There’s a silver lining hidden in the latest Farm Bank Performance Report from the American Bankers Association (ABA). Noncurrent farm loans (those more than 90 days past due) account for 0.52 percent of total loans, less than the overall industry noncurrent loan ratio of 1.20 percent. However, the ABA also reports the number of delinquencies did rise.
The ABA says the banking industry supplies approximately 50 percent of all farm loans in the U.S., equaling $186 billion as of the end of the year. Farm banks increased farm lending by 5.3 percent last year, or $5.5 billion, even though the number of farm banks declined. Real estate loans grew by 6.9 percent, while farm production loans grew 3.5 percent.

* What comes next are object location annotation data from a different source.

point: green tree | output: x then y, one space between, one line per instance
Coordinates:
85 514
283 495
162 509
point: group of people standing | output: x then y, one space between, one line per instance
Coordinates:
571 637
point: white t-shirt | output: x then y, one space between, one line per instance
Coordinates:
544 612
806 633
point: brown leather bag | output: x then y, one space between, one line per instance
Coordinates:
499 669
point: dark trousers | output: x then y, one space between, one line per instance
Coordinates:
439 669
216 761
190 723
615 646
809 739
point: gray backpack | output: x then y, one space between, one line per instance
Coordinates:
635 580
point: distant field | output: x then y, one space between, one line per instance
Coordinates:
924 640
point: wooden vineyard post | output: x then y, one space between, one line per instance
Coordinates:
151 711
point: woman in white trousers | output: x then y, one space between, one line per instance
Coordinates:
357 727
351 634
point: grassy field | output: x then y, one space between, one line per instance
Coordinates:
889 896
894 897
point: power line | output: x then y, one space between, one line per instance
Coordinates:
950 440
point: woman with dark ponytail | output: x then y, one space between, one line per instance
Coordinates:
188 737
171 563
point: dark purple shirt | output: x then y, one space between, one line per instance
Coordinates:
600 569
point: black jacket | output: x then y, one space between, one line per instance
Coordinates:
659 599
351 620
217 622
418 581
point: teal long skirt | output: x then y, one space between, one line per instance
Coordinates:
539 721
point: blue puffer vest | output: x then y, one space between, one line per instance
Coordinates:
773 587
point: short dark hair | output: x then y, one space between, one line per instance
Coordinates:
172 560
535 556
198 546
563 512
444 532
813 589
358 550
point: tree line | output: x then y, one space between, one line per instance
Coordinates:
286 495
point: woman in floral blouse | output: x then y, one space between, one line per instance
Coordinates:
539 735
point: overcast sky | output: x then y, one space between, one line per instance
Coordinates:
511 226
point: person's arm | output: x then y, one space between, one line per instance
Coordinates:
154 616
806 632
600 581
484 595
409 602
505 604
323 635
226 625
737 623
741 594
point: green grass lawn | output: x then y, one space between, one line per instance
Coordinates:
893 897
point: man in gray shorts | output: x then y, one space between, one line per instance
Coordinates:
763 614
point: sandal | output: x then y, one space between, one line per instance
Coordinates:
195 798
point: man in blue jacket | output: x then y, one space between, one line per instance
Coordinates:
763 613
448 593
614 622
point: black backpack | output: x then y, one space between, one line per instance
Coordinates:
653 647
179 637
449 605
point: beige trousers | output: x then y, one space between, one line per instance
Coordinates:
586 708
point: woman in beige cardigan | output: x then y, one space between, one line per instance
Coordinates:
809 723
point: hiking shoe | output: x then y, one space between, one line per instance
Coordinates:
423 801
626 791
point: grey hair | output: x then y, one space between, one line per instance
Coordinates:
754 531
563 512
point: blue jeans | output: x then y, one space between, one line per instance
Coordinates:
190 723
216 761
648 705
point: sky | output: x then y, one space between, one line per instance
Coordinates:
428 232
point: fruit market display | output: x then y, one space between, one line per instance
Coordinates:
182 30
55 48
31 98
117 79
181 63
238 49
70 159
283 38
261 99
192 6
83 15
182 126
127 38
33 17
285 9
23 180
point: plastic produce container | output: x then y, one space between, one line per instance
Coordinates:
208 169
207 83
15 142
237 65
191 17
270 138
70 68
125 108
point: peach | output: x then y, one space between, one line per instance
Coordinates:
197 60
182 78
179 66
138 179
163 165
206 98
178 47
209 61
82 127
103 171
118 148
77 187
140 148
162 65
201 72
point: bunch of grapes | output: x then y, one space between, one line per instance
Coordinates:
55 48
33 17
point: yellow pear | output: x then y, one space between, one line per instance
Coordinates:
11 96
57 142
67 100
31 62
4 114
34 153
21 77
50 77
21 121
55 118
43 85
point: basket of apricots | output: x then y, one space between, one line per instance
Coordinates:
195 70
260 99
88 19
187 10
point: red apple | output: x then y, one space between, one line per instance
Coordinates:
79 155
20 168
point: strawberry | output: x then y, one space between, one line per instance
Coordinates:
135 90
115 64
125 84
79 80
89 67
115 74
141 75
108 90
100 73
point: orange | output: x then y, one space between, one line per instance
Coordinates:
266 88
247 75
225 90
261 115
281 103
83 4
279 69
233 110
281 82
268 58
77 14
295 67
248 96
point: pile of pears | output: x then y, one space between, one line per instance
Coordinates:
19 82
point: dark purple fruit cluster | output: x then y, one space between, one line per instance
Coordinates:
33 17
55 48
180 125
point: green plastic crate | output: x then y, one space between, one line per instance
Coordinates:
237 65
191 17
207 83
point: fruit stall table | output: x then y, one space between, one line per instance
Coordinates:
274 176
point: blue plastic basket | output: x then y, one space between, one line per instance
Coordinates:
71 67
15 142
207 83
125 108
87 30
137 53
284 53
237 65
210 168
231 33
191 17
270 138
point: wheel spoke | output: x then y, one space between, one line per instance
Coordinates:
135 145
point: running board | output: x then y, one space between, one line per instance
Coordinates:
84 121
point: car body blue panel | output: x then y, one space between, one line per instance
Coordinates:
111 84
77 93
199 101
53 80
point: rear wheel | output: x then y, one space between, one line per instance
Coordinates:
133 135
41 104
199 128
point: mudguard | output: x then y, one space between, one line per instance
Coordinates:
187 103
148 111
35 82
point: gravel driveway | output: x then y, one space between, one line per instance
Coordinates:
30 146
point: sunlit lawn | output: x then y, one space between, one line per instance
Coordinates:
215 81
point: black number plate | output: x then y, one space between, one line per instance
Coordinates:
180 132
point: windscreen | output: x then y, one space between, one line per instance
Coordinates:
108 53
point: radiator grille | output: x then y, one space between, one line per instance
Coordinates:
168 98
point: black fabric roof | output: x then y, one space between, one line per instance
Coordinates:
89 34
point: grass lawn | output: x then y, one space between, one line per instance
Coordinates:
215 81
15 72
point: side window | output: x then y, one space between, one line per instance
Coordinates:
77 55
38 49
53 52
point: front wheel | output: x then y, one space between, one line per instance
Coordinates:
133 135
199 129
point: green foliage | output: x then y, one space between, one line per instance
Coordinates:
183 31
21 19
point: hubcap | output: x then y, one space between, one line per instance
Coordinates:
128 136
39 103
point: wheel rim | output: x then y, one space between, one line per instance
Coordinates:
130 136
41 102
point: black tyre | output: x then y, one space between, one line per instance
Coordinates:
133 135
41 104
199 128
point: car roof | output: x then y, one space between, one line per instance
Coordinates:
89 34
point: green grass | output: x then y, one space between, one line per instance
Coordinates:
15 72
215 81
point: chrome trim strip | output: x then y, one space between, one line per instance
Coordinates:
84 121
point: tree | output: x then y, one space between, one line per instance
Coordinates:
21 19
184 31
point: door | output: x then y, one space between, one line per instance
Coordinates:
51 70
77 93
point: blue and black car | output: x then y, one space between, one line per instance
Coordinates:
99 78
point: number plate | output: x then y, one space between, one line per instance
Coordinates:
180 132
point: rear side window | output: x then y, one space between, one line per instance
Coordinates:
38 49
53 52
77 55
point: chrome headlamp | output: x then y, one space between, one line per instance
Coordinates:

According to the ABA, 677 farm banks are in the eight-state Plains Region which includes Nebraska. The region’s banks increased farm loans by 4.64 percent last year compared to 2017. Farm production loans grew 2.6 percent to $21 billion, and farmland loans increased 6.95 percent. The ratio of noncurrent loans in the region was 0.38 percent, a bit below the national median ratio. States in the Cornbelt region had a noncurrent ratio of .51 percent, and those in the South had a .98 percent noncurrent ratio. So, in terms of debt payments, it seems farms in the Plain Region are managing better than those in other parts of the country.